The rotary electric machine of the homopolar type according to the invention, represented in Fig. 1 by an inductor-type vortex dynamometer, is provided with a toroidal excitation winding, which in the specific cases indicated in Figs. 1 to 3 consists of two coils with separate terminals. They are arranged in the yoke 2 of the stator 1 in the axial direction of the machine at a distance from each other and are separated from the working air gap by an intermittently magnetically non-conductive bridge 2.

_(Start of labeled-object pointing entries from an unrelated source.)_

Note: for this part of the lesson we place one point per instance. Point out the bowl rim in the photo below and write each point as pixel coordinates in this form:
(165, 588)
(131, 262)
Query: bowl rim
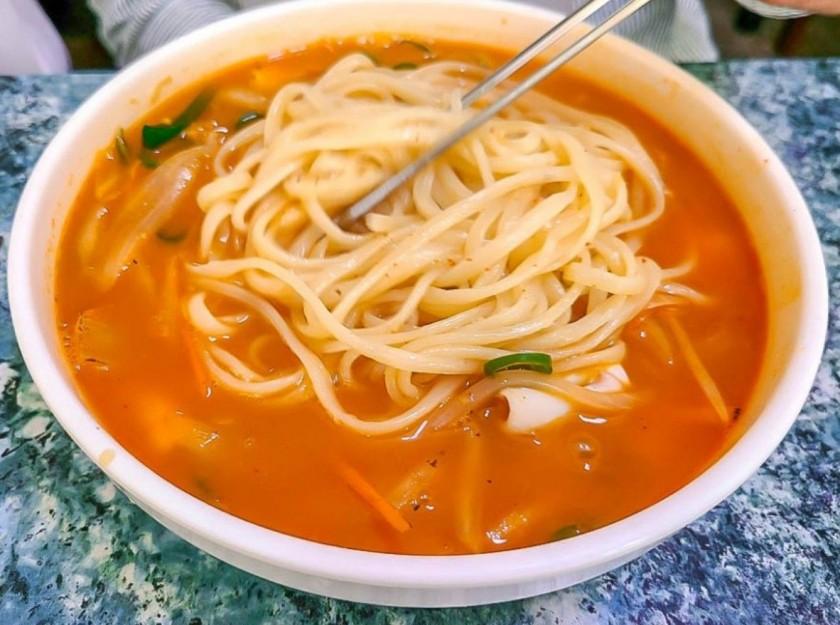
(613, 542)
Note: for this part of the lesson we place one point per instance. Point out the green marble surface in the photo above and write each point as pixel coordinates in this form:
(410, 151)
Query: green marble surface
(74, 550)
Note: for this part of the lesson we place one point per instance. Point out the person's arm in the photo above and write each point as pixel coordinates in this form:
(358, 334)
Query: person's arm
(130, 28)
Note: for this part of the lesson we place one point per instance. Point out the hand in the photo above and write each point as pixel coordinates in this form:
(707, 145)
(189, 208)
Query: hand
(823, 7)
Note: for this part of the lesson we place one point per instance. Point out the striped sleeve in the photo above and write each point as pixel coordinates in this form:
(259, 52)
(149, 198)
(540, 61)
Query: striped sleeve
(130, 28)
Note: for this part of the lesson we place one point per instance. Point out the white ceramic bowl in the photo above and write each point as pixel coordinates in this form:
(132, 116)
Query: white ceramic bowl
(755, 178)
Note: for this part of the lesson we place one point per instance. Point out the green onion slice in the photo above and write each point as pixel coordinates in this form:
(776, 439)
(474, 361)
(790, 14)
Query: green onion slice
(247, 118)
(121, 146)
(533, 361)
(156, 135)
(420, 46)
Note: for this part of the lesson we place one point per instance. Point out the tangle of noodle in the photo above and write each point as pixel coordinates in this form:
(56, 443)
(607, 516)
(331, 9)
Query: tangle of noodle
(521, 238)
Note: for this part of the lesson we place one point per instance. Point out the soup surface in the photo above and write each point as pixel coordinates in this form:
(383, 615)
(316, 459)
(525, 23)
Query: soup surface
(470, 488)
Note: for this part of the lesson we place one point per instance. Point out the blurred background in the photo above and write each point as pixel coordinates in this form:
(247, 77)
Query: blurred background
(739, 33)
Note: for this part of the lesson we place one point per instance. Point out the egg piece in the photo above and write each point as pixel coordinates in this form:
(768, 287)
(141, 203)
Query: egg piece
(530, 409)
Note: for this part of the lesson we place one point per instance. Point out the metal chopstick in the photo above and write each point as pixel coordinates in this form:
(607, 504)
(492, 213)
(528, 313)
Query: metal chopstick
(380, 193)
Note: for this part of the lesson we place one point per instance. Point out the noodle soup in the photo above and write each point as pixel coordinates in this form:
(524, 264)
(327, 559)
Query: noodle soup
(555, 326)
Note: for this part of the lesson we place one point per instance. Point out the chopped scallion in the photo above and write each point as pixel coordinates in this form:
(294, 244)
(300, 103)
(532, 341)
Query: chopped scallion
(533, 361)
(420, 46)
(247, 118)
(121, 146)
(156, 135)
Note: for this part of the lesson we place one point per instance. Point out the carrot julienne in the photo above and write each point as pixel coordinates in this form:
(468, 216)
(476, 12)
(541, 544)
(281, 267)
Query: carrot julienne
(371, 496)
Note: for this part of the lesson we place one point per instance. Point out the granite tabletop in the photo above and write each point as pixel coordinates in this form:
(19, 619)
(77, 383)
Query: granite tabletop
(74, 550)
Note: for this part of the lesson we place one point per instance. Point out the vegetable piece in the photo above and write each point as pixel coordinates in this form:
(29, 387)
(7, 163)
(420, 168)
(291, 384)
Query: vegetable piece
(420, 46)
(167, 321)
(121, 145)
(410, 488)
(151, 205)
(370, 496)
(156, 135)
(511, 524)
(698, 369)
(247, 118)
(92, 342)
(148, 161)
(468, 506)
(167, 428)
(567, 531)
(533, 361)
(196, 364)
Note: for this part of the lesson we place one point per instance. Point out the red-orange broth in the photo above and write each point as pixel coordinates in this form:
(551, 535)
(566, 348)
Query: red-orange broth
(275, 465)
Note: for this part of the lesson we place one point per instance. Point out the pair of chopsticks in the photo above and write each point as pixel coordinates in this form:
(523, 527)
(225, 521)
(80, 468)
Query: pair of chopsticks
(563, 27)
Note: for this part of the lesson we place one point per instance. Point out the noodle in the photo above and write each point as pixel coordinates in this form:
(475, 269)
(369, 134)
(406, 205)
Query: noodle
(491, 250)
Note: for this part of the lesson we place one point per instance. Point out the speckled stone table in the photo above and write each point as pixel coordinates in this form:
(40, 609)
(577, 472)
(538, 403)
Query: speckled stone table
(74, 550)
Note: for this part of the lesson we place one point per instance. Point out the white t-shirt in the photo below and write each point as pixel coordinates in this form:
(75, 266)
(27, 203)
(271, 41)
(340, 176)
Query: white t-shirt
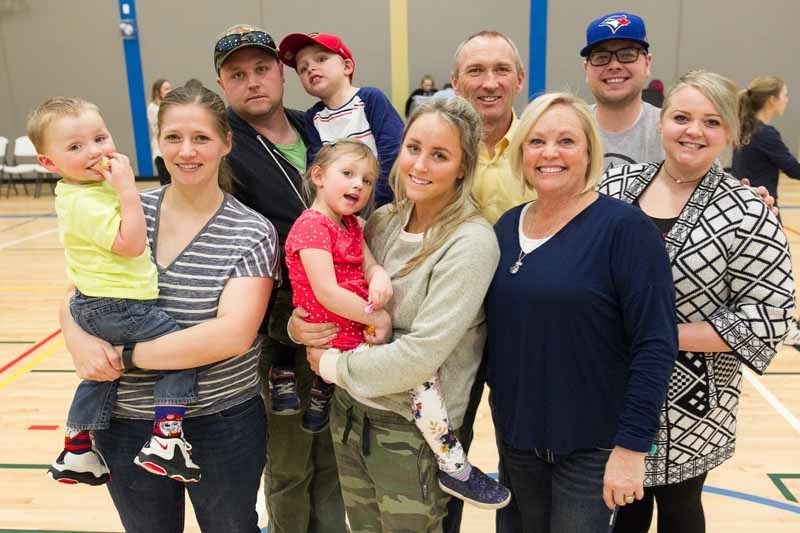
(641, 143)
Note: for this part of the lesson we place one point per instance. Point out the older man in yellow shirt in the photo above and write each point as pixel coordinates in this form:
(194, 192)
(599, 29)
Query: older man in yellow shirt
(488, 72)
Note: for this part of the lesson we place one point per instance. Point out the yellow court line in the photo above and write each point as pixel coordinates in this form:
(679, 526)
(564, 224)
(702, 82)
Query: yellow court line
(398, 31)
(24, 369)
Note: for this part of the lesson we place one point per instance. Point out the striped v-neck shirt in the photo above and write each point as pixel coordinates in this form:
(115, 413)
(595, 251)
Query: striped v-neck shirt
(235, 242)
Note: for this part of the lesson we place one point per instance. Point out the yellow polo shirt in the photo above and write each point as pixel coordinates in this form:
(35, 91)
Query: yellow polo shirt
(496, 188)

225 539 yoke 2 of the stator 1 and thereby achieving a maximum heat transfer from the coils% to yoke 2 of the stator 1 are arranged between the coils 5 to exert pressure on the facing walls 6 of the coils. In order to ensure even more current loading of the toroidal field winding coils 5, in order to ensure further increased heat dissipation from the coil bodies 2, the transfer of the inner cylindrical wall J y 2 of the stator I is arranged between and facing the coil walls 6 11 of a thermally conductive L-shaped cross-section which, with its cylindrical part 12, abuts the coils 6 to the inner cylindrical wall 8, 2 of the stator 1, as shown in FIG. technologically advantageous hermetic separation of the coils 5 of the toroidal excitation winding from the working space the air gap of the machine an annular magnetic non-conductive bridge J formed of two opposing parts 8, which are welded to the inner radial walls 4 of the yoke 2 of the stator 1 · The hermetic separation of the coils 5 from the working air gap the dividing gap 9 at the point of contact of the components 8 of the annular magnetic non-conductive bridge 2 ·

Claims (4)

SUBJECT OF THE INVENTION 225 539 1 * An electric rotary machine of homopolar type, in particular an inductor-type vortex dynamometer, provided with a toroidal excitation winding comprising at least two coils arranged in the axial direction of the machine spaced apart in the stator yoke and separated from the working air gap space of the machine by an annular magnetically nonconductive bridge characterized in that yokes (10) are arranged between the coils (5) to apply pressure to the facing walls (6) of the coils (5); Electrical machine according to claim 1, characterized in that between the (10) and the facing walls (6) of the coils (5) there are arranged annular inserts (11) of thermally conductive L-shaped material with a cylindrical part (12). ) adjoining the coils (5) to the inner cylindrical wall (3) yoke (2) of the stator (1) · Electric machine according to claim 1, characterized in that (10) are made of a rubber-based material. An electrical machine according to claim 1, characterized in that the annular magnetically non-conductive bridge (7) is formed of two opposing parts (8) fastened by welding (14) to the inner radial walls (4) of the yoke (2) of the stator (1). wherein a seal (13) is disposed in the separation gap (9) at the point of contact of the panels (8).